A complete list of the states that can be reported by detectors or displayed in the user interface is presented later in this chapter.

Scripts

Each object is linked with multiple scripts. These scripts are shell scripts. Normally, each script is described to interact with items in the operating system such as user applications or physical resources.

Some scripts are reactive: they define the actions that RMS should take in response to state changes. Other scripts are proactive: they define the actions that RMS should use to take control of individual objects. For instance, RMS would process one script when a resource reports a transition from the online state to the offline state; however, RMS would process a different script when it must force the resource to the offline state.
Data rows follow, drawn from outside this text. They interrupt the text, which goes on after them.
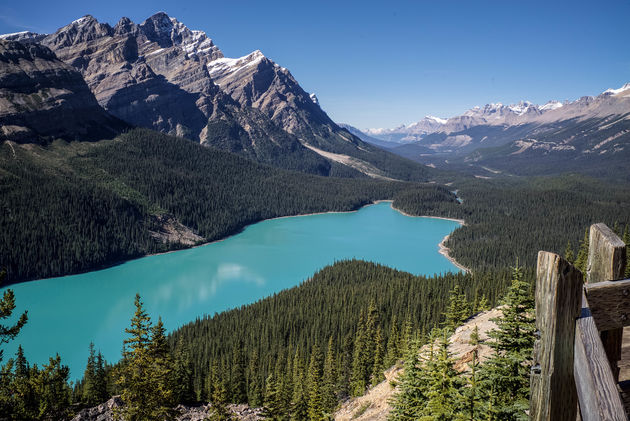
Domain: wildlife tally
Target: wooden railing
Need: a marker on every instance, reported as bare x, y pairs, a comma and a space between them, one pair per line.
579, 332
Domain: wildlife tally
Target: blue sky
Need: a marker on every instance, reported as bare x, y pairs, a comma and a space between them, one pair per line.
380, 64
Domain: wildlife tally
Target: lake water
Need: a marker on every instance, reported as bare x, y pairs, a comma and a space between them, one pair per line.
66, 313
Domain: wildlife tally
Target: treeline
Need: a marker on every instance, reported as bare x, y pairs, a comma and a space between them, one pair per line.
352, 319
497, 389
506, 219
297, 353
69, 208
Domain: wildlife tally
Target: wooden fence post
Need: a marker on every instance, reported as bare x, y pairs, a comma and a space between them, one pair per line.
558, 304
607, 262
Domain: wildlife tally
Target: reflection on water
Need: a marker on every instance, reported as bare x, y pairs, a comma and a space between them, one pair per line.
66, 313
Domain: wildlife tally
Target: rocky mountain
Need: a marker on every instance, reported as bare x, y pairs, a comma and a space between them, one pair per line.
42, 98
610, 102
409, 133
366, 137
590, 134
161, 75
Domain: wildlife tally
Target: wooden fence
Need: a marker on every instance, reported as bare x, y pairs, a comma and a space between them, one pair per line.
579, 324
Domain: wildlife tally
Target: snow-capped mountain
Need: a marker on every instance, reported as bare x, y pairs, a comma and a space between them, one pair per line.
409, 133
499, 115
590, 134
162, 75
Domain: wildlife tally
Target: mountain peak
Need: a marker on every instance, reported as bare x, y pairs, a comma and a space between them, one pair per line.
617, 91
84, 20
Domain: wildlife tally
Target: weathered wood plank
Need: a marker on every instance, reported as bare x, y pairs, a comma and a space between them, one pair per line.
596, 388
606, 255
558, 303
609, 302
607, 262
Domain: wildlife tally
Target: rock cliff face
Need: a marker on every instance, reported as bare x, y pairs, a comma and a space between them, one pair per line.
105, 412
161, 75
42, 98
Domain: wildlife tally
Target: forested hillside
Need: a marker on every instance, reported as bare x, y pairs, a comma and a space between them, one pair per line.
512, 218
98, 203
358, 316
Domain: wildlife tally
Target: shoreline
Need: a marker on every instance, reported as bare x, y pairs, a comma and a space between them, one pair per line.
443, 250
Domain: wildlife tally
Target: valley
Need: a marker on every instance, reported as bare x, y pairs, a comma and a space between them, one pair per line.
285, 265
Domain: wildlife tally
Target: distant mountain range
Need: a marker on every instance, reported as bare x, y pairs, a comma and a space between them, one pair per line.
590, 134
161, 75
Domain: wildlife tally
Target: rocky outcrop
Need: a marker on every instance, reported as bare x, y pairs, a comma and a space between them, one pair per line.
161, 75
43, 98
375, 405
105, 412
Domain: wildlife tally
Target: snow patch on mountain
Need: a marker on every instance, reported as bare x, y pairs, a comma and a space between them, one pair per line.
222, 66
617, 91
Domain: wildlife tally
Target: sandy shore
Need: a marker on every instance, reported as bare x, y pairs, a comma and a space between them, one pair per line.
444, 251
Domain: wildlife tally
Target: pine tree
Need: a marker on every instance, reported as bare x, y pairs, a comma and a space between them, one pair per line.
143, 399
7, 305
100, 380
406, 338
219, 400
329, 379
273, 409
161, 374
358, 382
505, 376
393, 352
90, 397
183, 385
472, 403
51, 388
484, 304
568, 253
316, 410
299, 405
411, 398
22, 401
457, 310
582, 257
377, 375
254, 384
444, 384
238, 385
474, 336
626, 239
616, 228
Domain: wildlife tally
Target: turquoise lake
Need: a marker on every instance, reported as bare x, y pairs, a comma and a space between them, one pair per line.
67, 313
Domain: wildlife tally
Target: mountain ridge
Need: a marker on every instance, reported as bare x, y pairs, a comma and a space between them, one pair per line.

After performing their programmed tasks, the scripts exit and return an exit code to the base monitor.

A complete list of the scripts that may be specified for RMS objects is presented later in this chapter.

Object types

Most high-availability applications rely on a set of physical resources such as network interfaces, files systems, or virtual disks. RMS represents these as gResource objects. Most gResource objects have scripts that allow them to be brought online or taken offline.

Internally, RMS represents an actual application that runs in the operating system environment as a userApplication object. The set of gResource objects that represent the actual application's resource requirements are called its dependent resources. Bringing a userApplication object to the online state, along with all of its dependent resources, is called online processing. Taking a userApplication object to the offline state, along with all of its dependent resources, is called offline processing.

Each node that may run one or more applications in the high availability configuration is represented by a SysNode object. Like gResource objects and userApplication objects, SysNode objects can be brought online or taken offline, and they have an associated set of scripts. However, booting up or shutting down the corresponding physical machine requires more than simple script processing.

For the complete list of the RMS object types supported by the Wizard Tools, see "Appendix C Object types".

Shutdown Facility

The shutdown facility issues a forcible shutdown instruction to each node in the cluster. When it is necessary to take a SysNode object offline, RMS instructs the forcible shutdown of the target node by using the shutdown facility. RMS waits for successful completion of the node kill before switching any userApplication to another SysNode. This prevents any user application from running on two machines at the same time, which could lead to data corruption.

For more information about the Shutdown Facility, see "PRIMECLUSTER Cluster Foundation (CF) Configuration and Administration Guide" for your operating system.